Provenance: Private Collection, New York, acquired 1988 or prior.

This elegant, long and slender-bodied vessel with a tall neck and thick-rimmed mouth is known as a lekythos; it functioned in the ancient Greek world as a container for oil. Particularly during the height of Greek vase painting, in the fifth century BC, the narrow field for figurative decor on these slender vessels presented a compositional challenge and opportunity for some of the most accomplished vase painters in Athens. It was the perfect canvas for the simple yet sophisticated two-figure compositions so characteristic of the celebrated artist known today as the Achilles Painter.

The Achilles Painter flourished chiefly in the mid fifth century BC, when he excelled especially in the red-figure and white-ground techniques, both of which emphasized his exceptional draughtsmanship. The Achilles Painter was the most famous student of the renowned Berlin Painter, and his penchant for refined minimalism derived from his master.

The present example showcases the Achilles Painter’s fondness for scenes composed of two female figures, which are found most often in his white-ground lekythoi. These scenes have been categorized by scholars as ‘a mistress and her maid’, and have variously been considered to represent wedding preparations, funerary rites, or simply occurrences of everyday life. Perhaps these subjects related to the uses and functions of lekythoi amongst women and their toilette. Here, the two women stand on either side of a kalathos, or basket, and gesture toward each other. The figure to the left holds a distaff, an implement used for spinning wool. Therefore, one can surmise that wool is being collected in the basket between them.

The scene is bordered above by bands of stopt meander that face alternately left and right and are divided by saltire squares – a pattern known as ULFA, for ‘upper, lower, facing alternately’. This scheme was a tradition that originated from the workshop of the Berlin Painter and was favoured by many of his pupils. A band with a simple Greek key pattern borders below. Graceful palmettes and scrolling tendrils encompass the concave shoulders, with tongues at the base of the neck.

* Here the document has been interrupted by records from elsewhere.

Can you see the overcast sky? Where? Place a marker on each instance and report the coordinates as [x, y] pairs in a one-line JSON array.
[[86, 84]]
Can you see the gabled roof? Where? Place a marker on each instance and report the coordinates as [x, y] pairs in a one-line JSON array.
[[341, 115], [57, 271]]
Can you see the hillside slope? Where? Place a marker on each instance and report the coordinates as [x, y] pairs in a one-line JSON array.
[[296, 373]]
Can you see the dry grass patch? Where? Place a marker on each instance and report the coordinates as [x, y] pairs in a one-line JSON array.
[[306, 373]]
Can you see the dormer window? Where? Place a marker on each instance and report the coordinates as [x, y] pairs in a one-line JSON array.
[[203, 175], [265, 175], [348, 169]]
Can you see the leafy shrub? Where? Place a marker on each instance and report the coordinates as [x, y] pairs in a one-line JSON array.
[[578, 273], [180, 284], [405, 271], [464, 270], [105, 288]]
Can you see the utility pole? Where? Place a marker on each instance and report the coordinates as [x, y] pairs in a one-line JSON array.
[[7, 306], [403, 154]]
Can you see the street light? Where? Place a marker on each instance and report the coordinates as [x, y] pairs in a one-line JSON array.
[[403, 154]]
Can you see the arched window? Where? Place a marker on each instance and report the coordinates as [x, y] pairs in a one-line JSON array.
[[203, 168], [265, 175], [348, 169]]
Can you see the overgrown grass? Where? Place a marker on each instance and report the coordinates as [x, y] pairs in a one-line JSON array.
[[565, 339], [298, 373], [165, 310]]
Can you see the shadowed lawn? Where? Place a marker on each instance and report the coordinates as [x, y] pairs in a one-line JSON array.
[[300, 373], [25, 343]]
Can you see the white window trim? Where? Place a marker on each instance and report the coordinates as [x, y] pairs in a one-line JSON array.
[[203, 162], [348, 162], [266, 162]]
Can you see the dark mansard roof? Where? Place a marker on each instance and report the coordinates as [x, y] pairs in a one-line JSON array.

Exemplifying the great achievements of the Achilles Painter in the most prolific middle phase of his career, this lekythos ties together his grandiose artistic pursuits, by employing in the red-figured technique a subject normally reserved for his white-ground compositions.  The true epitome of the Classical vase painter, the Achilles Painter has taken the highly esteemed tradition of his great teacher with the utmost delicate skill, and has molded it with a commonplace subject-matter on to a utilitarian vessel, bringing magnificence into the everyday.